Hyperspectral Imaging Bioinspired by Chromatic Blur Vision in Color Blind Animals

by Shuyue Zhan 1, Weiwen Zhou 2, Xu Ma 1 and Hui Huang 1,*
Reviewer 1: Anonymous
Reviewer 2:
Reviewer 3: Anonymous
Submission received: 3 July 2019 / Revised: 2 August 2019 / Accepted: 9 August 2019 / Published: 12 August 2019

Round 1

Reviewer 1 Report

The idea is very novel.  But more information regarding how this hyperspectral camera could be built should be given.  What are the main issues regarding image quality, add comments about SNR for example.  As you have one detector, what happens with the stripping noise.  Please, provide 3D images of the PSF. Can you quantify blur vs spectral band? 

Author Response

Response to reviewer 1#:

Thank you for your valuable suggestions. We think your suggestions are very helpful to improve the quality of this paper. We have finished the revision work according to your review reports, all the revision colored blue in the paper, and the detailed corrections according to your suggestions are listed below point by point:

 

(1) But more information regarding how this hyperspectral camera could be built should be given.
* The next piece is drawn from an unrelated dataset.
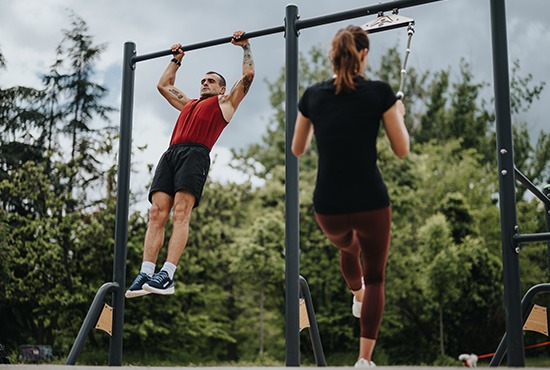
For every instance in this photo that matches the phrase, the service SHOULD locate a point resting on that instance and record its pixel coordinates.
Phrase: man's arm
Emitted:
(230, 102)
(171, 93)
In the original manuscript, we only vaguely represent the eyeball model as a camera imaging system in section 2.1. Now we add a section 3.4 to introduce the camera system.
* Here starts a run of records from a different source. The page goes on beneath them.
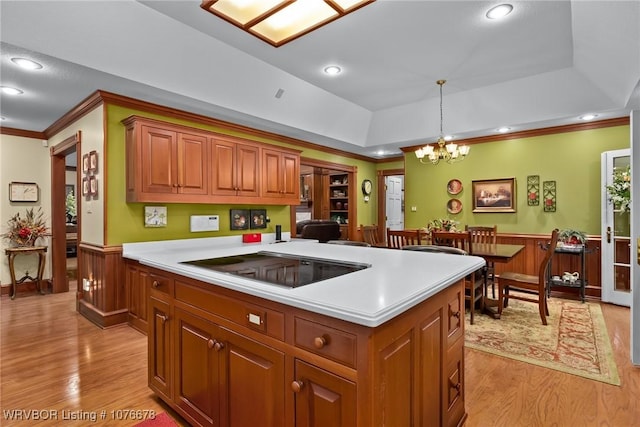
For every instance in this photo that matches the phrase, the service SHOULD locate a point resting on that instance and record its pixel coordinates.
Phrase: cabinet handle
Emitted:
(320, 342)
(297, 386)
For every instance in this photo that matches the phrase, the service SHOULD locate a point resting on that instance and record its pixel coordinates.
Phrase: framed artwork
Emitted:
(454, 186)
(155, 216)
(494, 195)
(533, 190)
(549, 196)
(93, 186)
(85, 163)
(454, 206)
(93, 161)
(23, 192)
(239, 219)
(258, 218)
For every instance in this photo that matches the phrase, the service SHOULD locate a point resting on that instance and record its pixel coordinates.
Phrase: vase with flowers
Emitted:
(25, 230)
(620, 189)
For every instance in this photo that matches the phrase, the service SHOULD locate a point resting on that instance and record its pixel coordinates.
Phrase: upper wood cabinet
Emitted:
(235, 168)
(169, 163)
(281, 175)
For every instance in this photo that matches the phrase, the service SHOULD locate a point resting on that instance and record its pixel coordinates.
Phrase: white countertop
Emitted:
(396, 281)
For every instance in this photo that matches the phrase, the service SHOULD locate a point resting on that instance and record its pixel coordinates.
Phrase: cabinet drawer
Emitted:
(160, 286)
(326, 341)
(252, 316)
(454, 389)
(454, 313)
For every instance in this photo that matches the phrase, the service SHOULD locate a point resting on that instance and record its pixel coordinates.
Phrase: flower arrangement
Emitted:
(620, 189)
(442, 224)
(24, 231)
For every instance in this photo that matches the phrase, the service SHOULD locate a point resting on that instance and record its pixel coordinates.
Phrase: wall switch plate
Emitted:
(205, 223)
In fact, we have now made the camera lens and built the imaging system to carry out experiments (as shown in the figure 1 below). However, the current experimental results have not reached the level of publication, and the main problem is that the theoretical calculation of PSFs used in the restoration of blur images obtained by the experimental system has a large deviation (the results are shown in the figure 2 below). However, we have come up with an effective method to obtain the experimental system PSF, and we found that the CNN image restoration is also very effective (even only one frame of blur image is collected, and system PSFs are not required). We still have a lot of experimental work to do, which is expected to be completed and submitted next year. Therefore, please forgive that we are unable to give experimental results in this paper.
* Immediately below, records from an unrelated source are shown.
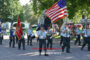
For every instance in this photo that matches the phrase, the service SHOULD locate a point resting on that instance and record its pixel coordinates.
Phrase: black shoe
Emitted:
(24, 49)
(30, 44)
(39, 54)
(19, 49)
(46, 55)
(68, 52)
(81, 49)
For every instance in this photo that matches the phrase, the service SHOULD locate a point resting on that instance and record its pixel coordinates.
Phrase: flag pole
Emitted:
(63, 25)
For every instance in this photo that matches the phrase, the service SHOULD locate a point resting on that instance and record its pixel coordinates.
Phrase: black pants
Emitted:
(85, 42)
(12, 42)
(78, 40)
(1, 40)
(22, 41)
(49, 43)
(66, 44)
(16, 39)
(29, 42)
(61, 40)
(42, 43)
(88, 43)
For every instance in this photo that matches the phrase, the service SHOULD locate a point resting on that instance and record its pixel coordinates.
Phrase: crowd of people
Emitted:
(47, 35)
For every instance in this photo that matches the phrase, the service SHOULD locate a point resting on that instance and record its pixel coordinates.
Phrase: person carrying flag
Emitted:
(12, 38)
(42, 40)
(1, 33)
(20, 35)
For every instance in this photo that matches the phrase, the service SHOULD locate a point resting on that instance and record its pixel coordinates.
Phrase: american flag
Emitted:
(57, 11)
(Please see the PDF document for figure)

Figure 1. Chromatic camera lens and imaging system

(Please see the PDF document for figure)

Figure 2. Experimental blur images and restoration

 

 

(2) What are the main issues regarding image quality, add comments about SNR for example.

In the original manuscript, we only subjectively evaluated the clear topography of the restored spectral images, focusing on the deviation between the restored spectra and the target spectra in section 3.2 (MSE values). Now PSNR values are given to evaluate image quality in section 3.2.

 

(3) As you have one detector, what happens with the stripping noise.

Yes, stripping noise is common for image mosaicking in remote sensing. This work focuses on theoretical verification of the chromatic blur imaging principle for hyperspectral imaging. Therefore, images of different small target were studied instead of wide target such as terrain in remote sensing. Image mosaicking was not involved here. Hence, only PSNR and MSE can be calculated. In the subsequent work, we will carry out image mosaicking to obtain continuous scene images of wide field of view.

 

(4) Please, provide 3D images of the PSF.

Figure 2 has been replaced with 3D PSF plot.

 

(5) Can you quantify blur vs spectral band?

Because the chromatic blur is not only related to wavelength, but also to detection plane position (as figure 2 in paper): at a certain detection plane position, different wavelengths have different chromatic blur, and at a certain wavelength, different detection plane position have different chromatic blur. It can be quantifying blur vs wavelength vs position, but we don't know yet how to discuss these data,and we think these data have no effect on image restoration and image quality evaluation at present.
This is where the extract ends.